There’s lots of nice bits of metal on that unit. If the hydraulics are fixable, you might be able to add a high torque motor and chuck, and convert the whole thing into a giant 6 axis milling machine!

…which Pete Puma would immediately break. :smiley:

Not if the first thing I milled was Pete! :smiley:

I must purchase this robotic device and merge it with my latest strain of petri dish rat brains.

It is known that my brains are capable of piloting a fighter-jet. A robotic exoskeleton and assorted heavy weaponry will pose no challenge.

Oh. I thought you were a classic car geek. I guess you’re both.

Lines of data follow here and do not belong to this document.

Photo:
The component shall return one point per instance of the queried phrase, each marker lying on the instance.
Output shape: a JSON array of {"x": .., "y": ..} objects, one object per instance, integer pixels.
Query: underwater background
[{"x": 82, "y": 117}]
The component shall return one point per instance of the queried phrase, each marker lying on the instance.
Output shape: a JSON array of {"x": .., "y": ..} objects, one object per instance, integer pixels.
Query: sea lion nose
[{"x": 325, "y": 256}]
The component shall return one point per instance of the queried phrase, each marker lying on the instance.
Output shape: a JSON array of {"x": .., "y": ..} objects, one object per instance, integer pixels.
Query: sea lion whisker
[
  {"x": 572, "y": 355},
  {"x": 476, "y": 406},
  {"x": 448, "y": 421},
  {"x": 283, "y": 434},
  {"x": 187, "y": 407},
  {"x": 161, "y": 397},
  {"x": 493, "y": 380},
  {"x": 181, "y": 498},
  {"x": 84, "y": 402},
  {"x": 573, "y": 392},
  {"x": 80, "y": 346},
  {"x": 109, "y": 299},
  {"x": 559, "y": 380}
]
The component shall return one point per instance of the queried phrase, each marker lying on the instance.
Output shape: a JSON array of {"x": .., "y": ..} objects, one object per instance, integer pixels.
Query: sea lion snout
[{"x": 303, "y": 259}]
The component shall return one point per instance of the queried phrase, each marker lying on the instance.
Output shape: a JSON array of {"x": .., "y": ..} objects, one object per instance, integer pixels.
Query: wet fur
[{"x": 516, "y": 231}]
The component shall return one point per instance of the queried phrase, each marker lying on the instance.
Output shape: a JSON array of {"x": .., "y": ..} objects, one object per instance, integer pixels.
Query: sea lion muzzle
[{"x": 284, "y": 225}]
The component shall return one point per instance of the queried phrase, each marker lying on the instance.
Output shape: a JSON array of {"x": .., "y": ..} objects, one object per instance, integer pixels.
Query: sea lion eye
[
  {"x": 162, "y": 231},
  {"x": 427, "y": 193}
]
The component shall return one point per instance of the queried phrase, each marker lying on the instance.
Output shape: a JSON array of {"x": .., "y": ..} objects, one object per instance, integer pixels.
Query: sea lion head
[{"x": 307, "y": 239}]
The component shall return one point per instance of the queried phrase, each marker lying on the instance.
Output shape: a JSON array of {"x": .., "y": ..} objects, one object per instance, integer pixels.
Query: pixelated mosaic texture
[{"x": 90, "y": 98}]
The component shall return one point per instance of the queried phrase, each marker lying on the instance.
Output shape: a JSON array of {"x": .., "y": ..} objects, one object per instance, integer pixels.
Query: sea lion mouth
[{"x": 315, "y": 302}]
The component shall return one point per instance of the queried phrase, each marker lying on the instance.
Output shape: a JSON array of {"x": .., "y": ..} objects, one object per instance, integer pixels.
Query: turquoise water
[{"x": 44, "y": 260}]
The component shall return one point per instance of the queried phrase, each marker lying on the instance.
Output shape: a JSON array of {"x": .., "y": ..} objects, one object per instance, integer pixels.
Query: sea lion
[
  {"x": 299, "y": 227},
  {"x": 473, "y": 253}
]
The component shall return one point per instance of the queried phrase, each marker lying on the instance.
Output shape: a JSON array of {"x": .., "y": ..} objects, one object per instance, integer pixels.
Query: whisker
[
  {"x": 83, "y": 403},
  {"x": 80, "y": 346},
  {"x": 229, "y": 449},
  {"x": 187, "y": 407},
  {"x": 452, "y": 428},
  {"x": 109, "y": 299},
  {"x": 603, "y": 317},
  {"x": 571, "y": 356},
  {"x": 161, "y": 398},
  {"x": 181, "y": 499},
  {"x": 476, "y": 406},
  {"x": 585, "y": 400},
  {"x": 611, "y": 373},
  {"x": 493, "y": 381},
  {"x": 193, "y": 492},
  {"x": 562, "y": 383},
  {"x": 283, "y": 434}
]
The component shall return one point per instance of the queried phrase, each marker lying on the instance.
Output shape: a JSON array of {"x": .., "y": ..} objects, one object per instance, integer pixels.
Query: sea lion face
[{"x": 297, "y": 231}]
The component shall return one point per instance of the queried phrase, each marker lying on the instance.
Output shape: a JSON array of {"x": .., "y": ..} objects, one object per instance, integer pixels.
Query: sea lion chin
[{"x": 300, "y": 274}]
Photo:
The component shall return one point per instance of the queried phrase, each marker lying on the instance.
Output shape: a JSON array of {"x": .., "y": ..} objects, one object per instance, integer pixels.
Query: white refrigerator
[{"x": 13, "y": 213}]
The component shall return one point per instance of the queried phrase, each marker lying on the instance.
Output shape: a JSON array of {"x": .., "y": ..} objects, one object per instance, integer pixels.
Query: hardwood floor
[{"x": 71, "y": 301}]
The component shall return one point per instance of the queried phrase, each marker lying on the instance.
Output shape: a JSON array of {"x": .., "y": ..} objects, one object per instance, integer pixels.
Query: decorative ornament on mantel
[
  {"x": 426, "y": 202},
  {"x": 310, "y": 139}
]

Does it have a Claw? If it has a Claw, I’m buying it. I’m going to mount it on the roof and use it to take out the rubbish from the comfort and safety of my own sofa, pick up and throw the neighbours’ cats back from whence they came, fling empty beer cans at Jehovah’s Witnesses, and make rude gestures at passing aeroplanes. The Claw is our Master.

I live about a twenty minute drive from NASA… the toys out there are indeed neat, but I think they belong best in museums and other public centres rather than someone’s garage.

I personally like running around the Saturn moon rockets.

Have you ever seen a shuttle launch Tucker? I won an art contest back when I was about 15 and got to go see an Endeavour night launch. It’s pretty awesome. We saw it from the employee viewing centre, about 2 miles away (I think.)

Even more, imagine the fun you´ll have if you install it on your car´s roof. :smiley:

I assumed he meant his car’s roof.

Sadly, my car lacks a sofa - although I must admit that the idea is tempting: mind you, it’d probably have to be tricked out in chrome and fluorescent lights for a Pimp My Robot Arm effect.

The robotic arm or the sofa. If the former, I am amused by your notion that a vehicle-mounted robotic arm needs to be tricked out.

Not yet, I vowed after the Columbia disaster that I’d make it down there to watch one. Now, if they would just get off their asses and launch one.